In 1946, George Orwell wrote an essay entitled, “Politics and the English Language,” outlining how politics have corrupted language. I believe strongly that politics–in the broader sense than strictly governance–have served to dilute language, shrouding meaning in insipid semantics (aka those damned excuses I discussed previously).
For instance, I sometimes have arguments with my parents. We can spend hours circumnavigating the actual issue by getting caught up in how things are expressed instead of actually getting down to what needs to be discussed. We fool ourselves into thinking we are protecting the other by being indirect, where we are really only trying to protect ourselves from being brave, standing straight, and speaking clearly.
Orwell developed 6 rules:
1) Never use a metaphor, simile, or other figure of speech which you are used to seeing in print.
2) Never use a long word where a short one will do.
3) Never use the passive where you can use the active.
4) If it is possible to cut a word out, always cut it out.

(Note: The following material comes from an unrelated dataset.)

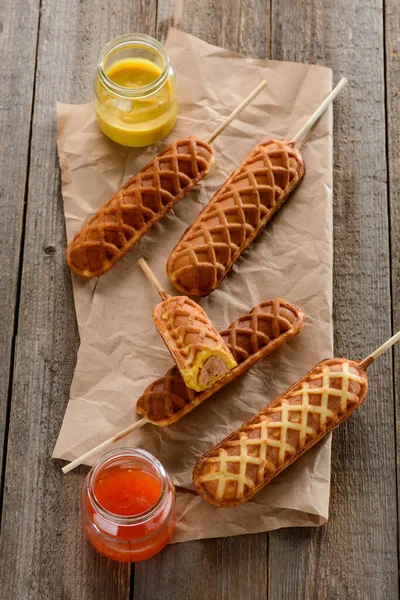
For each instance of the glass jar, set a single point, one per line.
(130, 534)
(135, 91)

5) Never use a foreign phrase, a scientific word, or a jargon word if you can think of an everyday English equivalent.
6) Break any of these rules sooner than say anything outright barbarous.
The Johnson blog run by The Economist published a piece on this back in 2013. My favorite part posed revolves around the dogmatic nature absolutes. Almost poignantly put, the piece points out that breaking the rules taps into a human frailty shared by writers or, simply put, people. This is pithy. I like that. That’s what I meant when I referenced certain arguments I have with my parents. We are often afraid of ourselves and self-sabotage in semantics.
Where The Economist seeks to “liberate” these rules by reframing them sans absolutes, I rather like them how they originally are. I think there is a humor here that renders the rules free already. That last rule is everything. You can–and should–break the rules, but do so avec intention.